Ten-year Treasury yields fell five basis points to 3.32%, extending Wednesday’s 18 basis point drop after softer-than-anticipated retail sales and producer prices. The five-year Treasury yield, seen as particularly sensitive to the path of monetary policy, fell below its closely watched 200-day moving average for the first time since 2021.

Hedge Funds Cover Treasury Shorts at Fastest Pace in Four Months

The rally, which began on Wednesday after the Bank of Japan maintained its accommodative policy stance, extended to Australia and New Zealand on prospects of slowing interest-rate hikes and worsening recession risks. Yields on benchmark Australian government bonds plunged 21 basis points to 3.34% after employment data surprised on the downside. New Zealand’s equivalent fell 15 basis points to 3.95%.

“Weak US data overnight and the weaker US equity market” is boosting the case to buy bonds, said Andrew Ticehurst, strategist at Nomura Holdings Inc. in Sydney. “A further decline in Japan government bond yields amid continuing relief that we are not facing a Bank of Japan yield-curve-control exit” is also helping. 

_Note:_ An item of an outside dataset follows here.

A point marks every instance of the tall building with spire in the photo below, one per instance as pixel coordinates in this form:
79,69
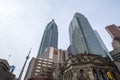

Global Bond Sales Surge to Record Start of Year at $586 Billion

Thursday’s rally extends the best start to a year for bond returns which is fueling a more than half-trillion dollar boom in debt sales by governments and corporates around the globe. While yields on 10-year Treasuries have fallen more than a full percentage point from their peak of 4.34% in October, investors continue to show voracious demand for high-quality sovereign debt as risks of a downturn mount. 

Last week, hedge funds covered short positions on Treasuries at the fastest pace in four months, partly on recession fears. Traders expect the Fed’s policy rate to peak below 4.9% in the middle of the year from more than 5% earlier this month.

“Souring US data raises thoughts of the Fed’s endgame,” ING strategists including Rob Carnell wrote in a note. “The run of soft data in the US is being taken at face value by investors – bad news finally equals bad news.”